I set a specific goal to increase traffic by 20%. To achieve this goal, I perform the following steps:

- I define a variable `target_increase` and set it to 1.20, representing a 20% increase (1 + 20% = 1.20).
- I calculate the current traffic level by extracting the last value of the 'Avg_Traffic_Per_User' column from the dataset and storing it in the variable `current_traffic`.

Next, I calculate the necessary increase in traffic required to reach the 20% goal:

- I calculate `increase_needed` as the difference between the target traffic level (20% higher than the current) and the current traffic level.

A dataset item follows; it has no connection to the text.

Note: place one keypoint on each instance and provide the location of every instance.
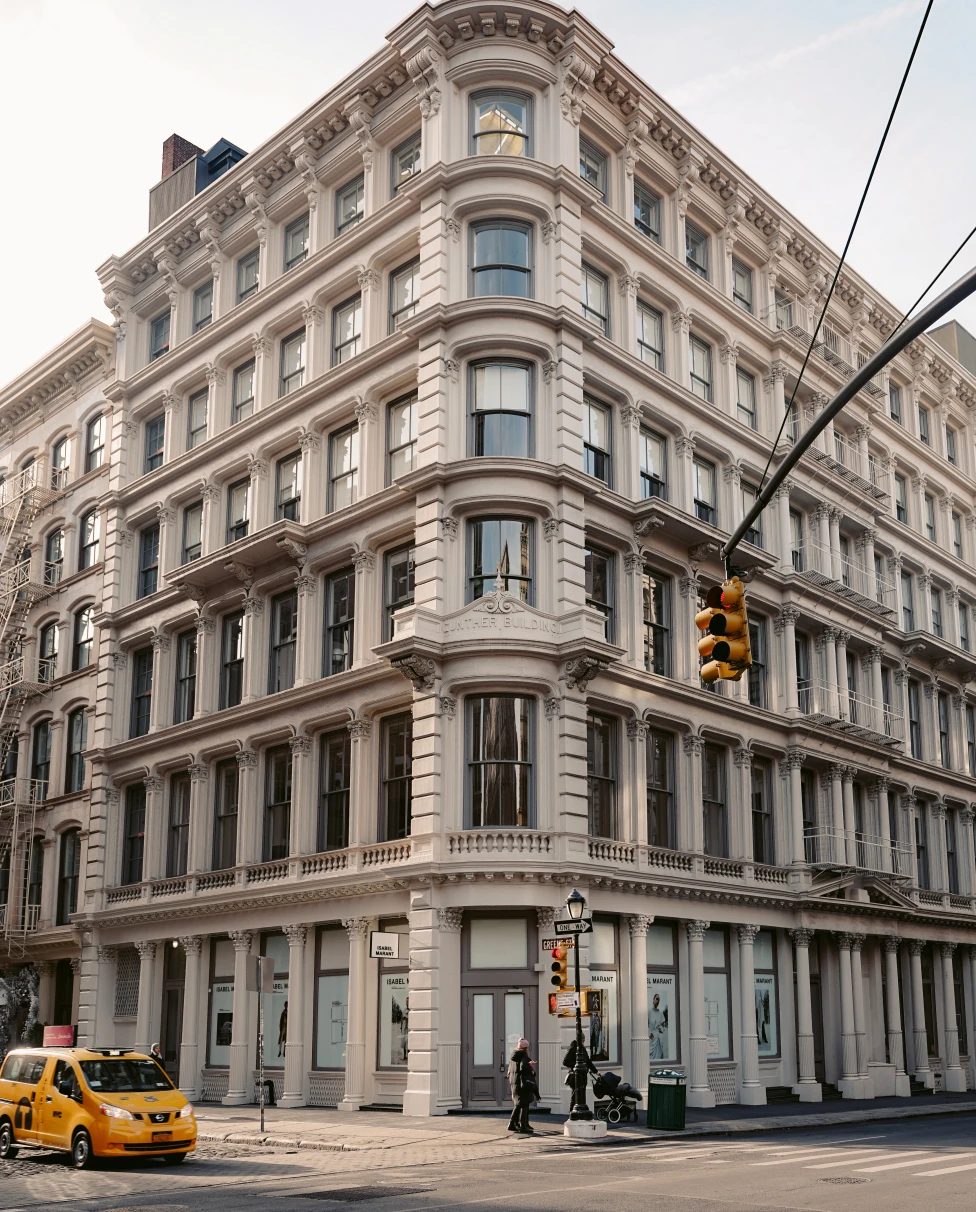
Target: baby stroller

This value represents the additional traffic required to meet the goal.

By performing these calculations, I aim to determine the precise increase needed to achieve the specified traffic goal of a 20% increase.

In [8]:
# 6) Goal: Increase Traffic by 20%
target_increase = 1.20  # 20% increase
current_traffic = df['Avg_Traffic_Per_User'].iloc[-1]

# Calculate the necessary increase in traffic
increase_needed = current_traffic * target_increase - current_traffic

## 7) Calculate Impact of Changes in Metrics on Traffic Consumption

I calculate the impact of changes in various metrics on traffic consumption. Each metric contributes to traffic consumption in a specific way, and I calculate their individual and cumulative impacts as follows:

- `impact_forwarded_messages`: I assume that each additional message forward adds 0.05 to traffic consumption. I calculate the impact by multiplying the count of message forwards in the dataset by 0.05 and summing up these values.

- `impact_live_streams`: I assume that each additional live stream adds 0.1 to traffic consumption. Similarly, I calculate the impact by multiplying the count of live streams (in the 'Live_Count' column) in the dataset by 0.1 and summing these values.

- `impact_new_channels`: I assume that each new channel created adds 0.2 to traffic consumption. I calculate the impact by multiplying the count of new channels (in the 'New_Channels' column) in the dataset by 0.2 and summing these values.

- `impact_channel_subscriptions`: I assume that each channel subscription adds 0.03 to traffic consumption. I calculate the impact by multiplying the count of channel subscriptions (in the 'Channel_Subscriptions' column) in the dataset by 0.03 and summing these values.

Finally, I calculate the cumulative impact of these changes on traffic consumption by summing up the impacts of all four metrics. This cumulative impact provides an estimate of how these changes collectively affect the overall traffic consumption.

By performing these calculations, I gain insights into the contributions of specific metrics to the overall traffic consumption within the dataset.

In [9]:
# 7) Calculate Impact of Changes in Metrics on Traffic Consumption
# Assuming each additional message forward adds 0.05 to traffic
impact_forwarded_messages = (df['Message_Forwards'] * 0.05).sum()

# Assuming each additional live stream adds 0.1 to traffic
impact_live_streams = (df['Live_Count'] * 0.1).sum()

# Assuming each new channel created adds 0.2 to traffic
impact_new_channels = (df['New_Channels'] * 0.2).sum()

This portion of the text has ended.